The GNU/Linux kernel, version 2.6.23, comes with a modular scheduler core and a Completely Fair Scheduler (CFS), which is implemented as a scheduling module. If you’re interested in the workings of this scheduler, be sure to check out the following article at DevWorks. Below you can find an excerpt of the article, which is in my opinion the core of the article.
How CFS works
The CFS scheduler uses an appeasement policy that guarantees fairness. As a task gets into the runqueue, the current time is recorded, and while the process waits for the CPU, its wait_runtime value gets incremented by an amount depending on the number of processes currently in the runqueue. The priority values of different tasks are also considered while doing these calculations. When this task gets scheduled to the CPU, its wait_runtime value starts decrementing and as this value falls to such a level that other tasks become the new left-most task of the red-black tree and the current one gets preempted. This way CFS tries for the ideal situation where wait_runtime is zero!
CFS maintains the runtime of a task relative to a runqueue-wide clock called fair_clock (cfs_rq->fair_clock), which runs at a fraction of real time so that it runs at the ideal pace for a single task.
How are granularity and latency related?
The simple equation correlating granularity and latency is
gran = (lat/nr) – (lat/nr/nr)
where gran = granularity,
lat = latency, and
nr = count of running tasks.
For example, if you have four runnable tasks, then fair_clock will increase at one quarter of the speed of wall time. Each task then tries to catch up with this ideal time. This is a result of the quantized nature of time-shared multitasking. That is, only a single task can run at any one time; therefore, the other processes build up a debt (wait_runtime). So once a task gets scheduled, it will catch up its debt (and a little more because the fair_clock will not stop ticking during the catch up period).

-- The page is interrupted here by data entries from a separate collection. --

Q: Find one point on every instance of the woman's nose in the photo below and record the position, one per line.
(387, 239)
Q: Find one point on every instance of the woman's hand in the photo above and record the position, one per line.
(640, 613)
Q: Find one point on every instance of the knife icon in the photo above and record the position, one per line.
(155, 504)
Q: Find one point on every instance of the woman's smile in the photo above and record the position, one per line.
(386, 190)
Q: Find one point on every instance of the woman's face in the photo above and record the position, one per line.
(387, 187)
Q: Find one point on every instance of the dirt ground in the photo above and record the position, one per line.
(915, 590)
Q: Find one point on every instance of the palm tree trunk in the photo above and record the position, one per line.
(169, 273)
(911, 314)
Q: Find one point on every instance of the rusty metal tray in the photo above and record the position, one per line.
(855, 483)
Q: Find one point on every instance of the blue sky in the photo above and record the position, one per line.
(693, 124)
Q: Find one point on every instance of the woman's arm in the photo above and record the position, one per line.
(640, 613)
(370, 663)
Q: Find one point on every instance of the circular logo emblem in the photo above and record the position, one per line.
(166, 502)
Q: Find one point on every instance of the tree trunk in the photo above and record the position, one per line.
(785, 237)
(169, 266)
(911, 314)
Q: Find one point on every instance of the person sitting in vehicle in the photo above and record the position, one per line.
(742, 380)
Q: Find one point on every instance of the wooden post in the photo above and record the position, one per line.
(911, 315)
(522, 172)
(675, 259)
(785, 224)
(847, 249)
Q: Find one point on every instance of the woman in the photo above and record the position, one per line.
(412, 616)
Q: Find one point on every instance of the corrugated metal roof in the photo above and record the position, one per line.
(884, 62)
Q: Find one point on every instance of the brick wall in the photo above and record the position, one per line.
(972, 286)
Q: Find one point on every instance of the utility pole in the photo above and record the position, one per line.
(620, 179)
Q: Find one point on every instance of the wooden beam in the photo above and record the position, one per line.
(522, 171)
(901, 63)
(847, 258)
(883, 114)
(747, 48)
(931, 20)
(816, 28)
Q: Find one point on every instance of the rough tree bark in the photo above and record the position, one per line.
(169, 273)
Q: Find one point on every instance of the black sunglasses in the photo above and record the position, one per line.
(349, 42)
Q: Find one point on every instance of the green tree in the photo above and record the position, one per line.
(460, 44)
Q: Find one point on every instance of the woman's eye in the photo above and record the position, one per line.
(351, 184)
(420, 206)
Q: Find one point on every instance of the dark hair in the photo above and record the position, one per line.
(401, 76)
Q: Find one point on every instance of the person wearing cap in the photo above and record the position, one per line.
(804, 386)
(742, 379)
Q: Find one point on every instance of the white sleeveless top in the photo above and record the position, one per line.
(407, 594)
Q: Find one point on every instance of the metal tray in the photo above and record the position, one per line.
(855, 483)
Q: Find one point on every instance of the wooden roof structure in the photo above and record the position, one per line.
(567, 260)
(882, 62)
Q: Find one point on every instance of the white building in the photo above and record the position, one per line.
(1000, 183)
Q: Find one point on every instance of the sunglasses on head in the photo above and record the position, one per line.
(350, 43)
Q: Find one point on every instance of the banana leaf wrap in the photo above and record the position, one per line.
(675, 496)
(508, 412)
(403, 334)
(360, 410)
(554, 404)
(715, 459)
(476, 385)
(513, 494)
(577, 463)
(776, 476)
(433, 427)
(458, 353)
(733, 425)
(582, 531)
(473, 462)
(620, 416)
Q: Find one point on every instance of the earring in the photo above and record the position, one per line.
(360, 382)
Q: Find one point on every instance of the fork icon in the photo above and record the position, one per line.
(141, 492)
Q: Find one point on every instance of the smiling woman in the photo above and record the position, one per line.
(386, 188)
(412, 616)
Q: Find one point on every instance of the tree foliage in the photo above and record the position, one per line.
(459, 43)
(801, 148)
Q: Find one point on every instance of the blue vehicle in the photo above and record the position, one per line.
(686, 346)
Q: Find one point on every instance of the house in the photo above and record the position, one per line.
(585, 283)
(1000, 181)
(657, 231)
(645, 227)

Priorities are introduced by weighting tasks. Suppose we have two tasks: one is to consume twice as much CPU time as the other, yielding a 2:1 ratio. The math gets changed so that a task with weight 0.5 sees time pass by twice as fast.
We enqueue the task in the tree based on fair_clock.
As for time slices, remember, CFS does not use them, at least not in the prior way. Time slices in CFS are of variable length and are decided dynamically.
For the load balancer, scheduling modules implement iterators that are used to walk through all the tasks managed by that scheduling module to do load balancing.